OCW Language and Interpreter

OCW Language and Interpreter v1.00 coming soon!
Will Grover
wgrover@users.sourceforge.net
This page: http://ocw.sourceforge.net
OCW project page: http://sourceforge.net/projects/ocw
My home page: http://www.ocf.berkeley.edu/~wgrover/
Revised: June 17, 2004


Introduction to the OCW language and interpreter

The OCW language is a script-based language for controlling and coordinating complex operations in microfluidic valves and pumps, although it could be used to control any automation project that uses TTL level inputs. The OCW interpreter was written in Perl and uses common, inexpensive parallel ports to provide TTL control of the circuits that actuate microfluidic valves and pumps. Collectively, OCW was designed with a few goals in mind:

  • Few commands. Not many more than the three that give the language its name: open a valve, close a valve, and wait for a time.
  • User-declared subroutines.
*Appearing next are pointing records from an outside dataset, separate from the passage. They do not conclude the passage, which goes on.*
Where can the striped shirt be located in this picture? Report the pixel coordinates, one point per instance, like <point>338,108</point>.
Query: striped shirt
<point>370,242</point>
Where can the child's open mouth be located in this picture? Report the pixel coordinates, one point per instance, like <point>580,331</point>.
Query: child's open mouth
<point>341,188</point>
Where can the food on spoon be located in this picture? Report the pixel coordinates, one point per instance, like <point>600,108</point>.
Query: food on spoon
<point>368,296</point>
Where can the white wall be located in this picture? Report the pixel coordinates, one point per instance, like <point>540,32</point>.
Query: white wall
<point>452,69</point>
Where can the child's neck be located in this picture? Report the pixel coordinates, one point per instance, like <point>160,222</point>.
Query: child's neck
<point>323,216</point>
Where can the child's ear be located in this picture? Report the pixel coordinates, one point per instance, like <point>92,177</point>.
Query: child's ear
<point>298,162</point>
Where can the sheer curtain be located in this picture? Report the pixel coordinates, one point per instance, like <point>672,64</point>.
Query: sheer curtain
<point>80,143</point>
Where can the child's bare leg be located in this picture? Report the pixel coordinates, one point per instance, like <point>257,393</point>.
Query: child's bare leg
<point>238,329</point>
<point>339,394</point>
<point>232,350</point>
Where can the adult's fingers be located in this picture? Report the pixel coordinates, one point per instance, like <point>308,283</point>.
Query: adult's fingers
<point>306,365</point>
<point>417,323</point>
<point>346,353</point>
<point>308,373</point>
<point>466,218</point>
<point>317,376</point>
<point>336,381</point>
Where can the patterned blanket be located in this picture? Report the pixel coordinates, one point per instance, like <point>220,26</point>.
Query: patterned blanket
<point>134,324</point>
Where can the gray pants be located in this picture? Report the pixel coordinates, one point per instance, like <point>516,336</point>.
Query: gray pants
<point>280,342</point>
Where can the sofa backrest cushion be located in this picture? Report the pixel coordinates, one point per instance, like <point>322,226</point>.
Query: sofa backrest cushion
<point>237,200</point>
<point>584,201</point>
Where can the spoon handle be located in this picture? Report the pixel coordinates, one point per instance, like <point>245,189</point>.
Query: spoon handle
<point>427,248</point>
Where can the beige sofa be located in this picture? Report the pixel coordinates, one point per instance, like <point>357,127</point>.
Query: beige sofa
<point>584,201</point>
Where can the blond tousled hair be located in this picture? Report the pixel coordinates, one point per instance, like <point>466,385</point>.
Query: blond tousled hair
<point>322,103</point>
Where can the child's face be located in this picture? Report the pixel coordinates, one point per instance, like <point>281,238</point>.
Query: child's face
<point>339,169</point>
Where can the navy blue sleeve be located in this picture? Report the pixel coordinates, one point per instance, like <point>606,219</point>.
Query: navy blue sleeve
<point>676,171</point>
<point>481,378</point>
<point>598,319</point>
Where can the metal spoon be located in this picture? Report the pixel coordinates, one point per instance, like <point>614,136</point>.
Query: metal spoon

Common, logical operations like "close all valves" or "pump fluid" or "shut down" are declared once and then called elsewhere as a subroutine.
  • Short OCW programs do complex things. The main part of a program is mostly a list of subroutines. These programs can be understood and edited at a glance.
  • Operator intervention. Messages in the program can be passed to the program operator at runtime. The operator can control aspects of program execution at runtime as well.
  • Inexpensive, common hardware. Practically all PCs have a parallel port. Each parallel port can be used by OCW to control up to eight TTL lines for use in microfluidic device control or any other imaginable automation project. If you need more than eight digital control lines, inexpensive ISA or PCI cards can be used to add as many parallel ports as necessary.
  • A tiny and portible interpreter. The OCW interpreter is about one page of Perl. It should be able to run on any computer that can run Perl. Each OS deals with parallel ports differently, and these differences are handled by tiny OS-specific helper programs written in C.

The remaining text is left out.